Des légions de bureaucrates bornés étouffent l’économie indienne. Tant que ceux-ci continueront à mettre des bâtons dans les roues des entrepreneurs, il y a peu de chance que l’Inde puisse défier l’Occident.
Par Shikha Dalmia, depuis Londres, Royaume Uni.
L’obscurité s’étend sur Londres : on redoute la fin des jours de gloire de l’Europe. Les excès des banques privées et les dettes du secteur public sont sur le point de faire sombrer le vieux continent (et l’Amérique) pour plusieurs générations. Les seules étoiles montantes dans le firmament international semblent être la Chine et l’Inde. Leurs jeunes économies sont au point mort cette année, mais on prévoit qu’elles sauront apprendre des erreurs occidentales, redresser la barre et reprendre le flambeau de l’hégémonie mondiale.

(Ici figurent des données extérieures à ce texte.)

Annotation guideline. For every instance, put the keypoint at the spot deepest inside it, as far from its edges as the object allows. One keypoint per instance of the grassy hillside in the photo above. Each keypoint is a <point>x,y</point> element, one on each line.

Malgré leurs nombreux problèmes, les puissances occidentales (l’Amérique, le Canada, l’Angleterre, l’Allemagne et les autres) ont des institutions qui fonctionnent comme des droits de propriété bien définis, des tribunaux efficaces pour faire respecter les contrats et des infrastructures modernes pour optimiser la productivité des citoyens. Par opposition, l’horrible bureaucratie indienne écrase systématiquement les citoyens, détruisant leurs initiatives souvent sans aucune raison apparente autre que le plaisir sadique du pouvoir.
En voici un exemple que j’ai récemment vécu : j’étais à New Delhi avec mon mari et mon fils, et nous voulions faire un court voyage en Malaisie avec nos cousins. Suite aux attaques de Mumbai de 2008, les ressortissants étrangers (c’est le cas de ma famille) qui souhaitent quitter puis regagner le territoire dans un délai de 90 jours doivent obtenir une autorisation spéciale.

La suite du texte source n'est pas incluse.